HumanSignal / label-studio

Label Studio is a multi-type data labeling and annotation tool with standardized output format
https://labelstud.io
Apache License 2.0
19.21k stars 2.39k forks source link

Adding ability to augment data #1118

Open courseprojects opened 3 years ago

courseprojects commented 3 years ago

Data augmentation is a technique to increase the amount and diversity of data without actually collecting new data. This comes in handy when labelled data are not easy to come by, and can help increase robustness of machine learning models. Currently in Label Studio, there isn't a way to augment data.

As an example, I have images for detection tasks. After drawing bounding boxes and labelling them, it would be nice to have a way to augment the images inside the "Data Manager" page of Label Studio so that I can have all my image data in one place and also compare the augmented result against the original images (for sanity checks). For images, there are different types of augmentations I have in mind:

Currently, my workflow is to download the labelled images and then have my own script to augment them. But having augmentation built-in to Label Studio would be valuable; and if we could have define different transformation pipelines and permute/assemble them into different images operators that would be awesome.

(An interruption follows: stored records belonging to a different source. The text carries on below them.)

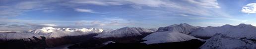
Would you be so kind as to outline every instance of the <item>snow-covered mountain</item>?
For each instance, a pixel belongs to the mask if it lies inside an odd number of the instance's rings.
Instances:
[[[100,28],[69,28],[43,27],[40,29],[29,30],[27,32],[0,33],[1,39],[21,39],[32,36],[45,36],[47,38],[61,37],[65,36],[77,36],[90,33],[100,33],[103,31]]]
[[[142,36],[146,34],[151,33],[153,31],[141,27],[125,27],[111,31],[104,31],[95,36],[97,38],[119,38],[128,36]]]
[[[146,40],[142,43],[147,44],[158,44],[162,43],[176,42],[189,41],[192,39],[202,40],[193,36],[171,31],[157,32],[147,35],[142,39]]]
[[[238,25],[226,24],[221,26],[201,27],[190,35],[198,37],[210,37],[220,33],[231,37],[256,39],[256,27],[241,24]]]
[[[103,42],[113,41],[117,43],[132,43],[140,41],[142,38],[153,32],[144,28],[125,27],[103,31],[94,37]]]
[[[28,32],[45,35],[47,38],[56,38],[65,36],[77,36],[90,33],[100,33],[103,31],[103,30],[100,28],[59,28],[48,27],[35,29]]]
[[[170,31],[189,34],[197,28],[197,27],[191,25],[186,23],[184,23],[180,24],[174,24],[165,27],[159,27],[157,31],[160,32]]]
[[[216,33],[200,47],[201,49],[255,49],[256,44],[244,39]]]

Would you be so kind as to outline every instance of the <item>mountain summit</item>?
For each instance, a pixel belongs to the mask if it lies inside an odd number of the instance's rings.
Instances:
[[[197,27],[184,23],[180,24],[174,24],[165,27],[159,27],[157,32],[169,31],[189,34],[196,28],[197,28]]]

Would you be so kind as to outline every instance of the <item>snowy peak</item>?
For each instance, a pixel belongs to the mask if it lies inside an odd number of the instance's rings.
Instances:
[[[197,37],[210,37],[220,33],[232,37],[252,38],[256,37],[256,32],[255,26],[241,24],[238,25],[226,24],[221,26],[199,28],[190,35]]]
[[[54,28],[53,27],[43,27],[42,29],[56,29],[55,28]]]
[[[125,27],[113,30],[111,32],[103,32],[95,37],[98,38],[109,38],[143,36],[153,32],[152,30],[144,28]]]
[[[170,31],[189,34],[197,28],[188,24],[184,23],[179,25],[175,24],[165,27],[159,27],[157,32]]]
[[[246,27],[255,27],[255,26],[252,25],[251,24],[240,24],[237,26],[239,27],[241,27],[241,28]]]
[[[192,39],[202,40],[185,34],[170,32],[157,32],[147,35],[142,39],[146,40],[142,43],[152,44],[162,43],[176,42],[189,41]]]
[[[216,33],[202,45],[201,49],[255,49],[256,44],[250,40]]]
[[[225,24],[224,25],[222,25],[221,26],[222,27],[230,27],[230,26],[232,26],[233,25],[231,25],[230,24]]]

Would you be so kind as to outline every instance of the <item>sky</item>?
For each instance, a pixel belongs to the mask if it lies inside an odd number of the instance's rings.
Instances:
[[[0,30],[256,25],[255,0],[0,0]]]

Granted, augmentation might not be as straight forward for other types of data, e.g. Audio. So maybe this feature could start out available to only certain subset of labelling tasks. Also, it might not be scalable for the team to customize transformation for different customers' satisfaction. So maybe an easier route is to have built in "hooks" inside the Label Studio backend that user can use to define different transformation. Label Studio frontend could just provide a way for user to choose and apply those augmentation steps, and store the transforms as metadata for each image.

twsl commented 3 years ago

There is no benefit from applying these augmentations before labeling as they do not change the label but increase the amount of work required to label the complete dataset. You should rather augment data in your dataloader after annotation is complete.

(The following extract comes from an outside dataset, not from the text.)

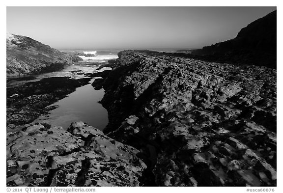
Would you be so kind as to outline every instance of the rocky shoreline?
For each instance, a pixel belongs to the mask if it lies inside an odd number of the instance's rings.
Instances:
[[[118,56],[103,83],[104,133],[142,152],[156,185],[276,185],[275,70]]]
[[[276,185],[275,70],[145,51],[118,56],[86,78],[7,88],[7,186]],[[30,123],[93,77],[105,90],[104,133],[82,122],[67,131]]]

tomouellette commented 1 year ago

I tend to disagree slightly on this @twsl. I agree that augmentation in the traditional machine learning sense isn't beneficial here. However, color, contrast, saturation, or hue augmentation for making labeling easier would be beneficial. For example, in certain imaging setups, e.g. fluorescent microscopy, there is limited contrast and actually inverting the colors makes labeling easier.

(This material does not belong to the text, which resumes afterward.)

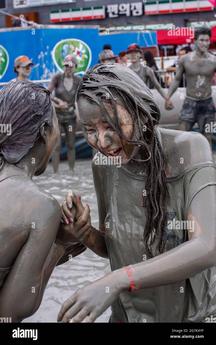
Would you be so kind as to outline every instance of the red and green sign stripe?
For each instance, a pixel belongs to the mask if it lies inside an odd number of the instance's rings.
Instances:
[[[146,15],[213,10],[214,6],[208,0],[156,0],[145,4]]]
[[[50,13],[50,21],[72,21],[105,18],[105,7],[98,6],[80,8],[51,11]]]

As such, I think adding ability to modify image color directly in label-studio would be beneficial. Although this might deserve a different issue altogether.

twsl commented 1 year ago

@tomouellette I agree with you, that's why I created an issue https://github.com/heartexlabs/label-studio/issues/1425, https://github.com/heartexlabs/label-studio-frontend/issues/299 and PR https://github.com/heartexlabs/label-studio-frontend/pull/301, https://github.com/heartexlabs/label-studio-frontend/pull/328 more than a year ago, cause I had similar requirements . But getting this merged has been a hassle.

tomouellette commented 1 year ago

@twsl Great to hear you're on it! Even a simple addition of a manual slider enabling the transformation of the color spectra/intensity would be great.

twsl commented 1 year ago

@tomouellette wouldnt call it that. I closed my PR cause I couldnt get it merged and lost motivation to keep the PR updated. Feel free to take the code and start a new attempt.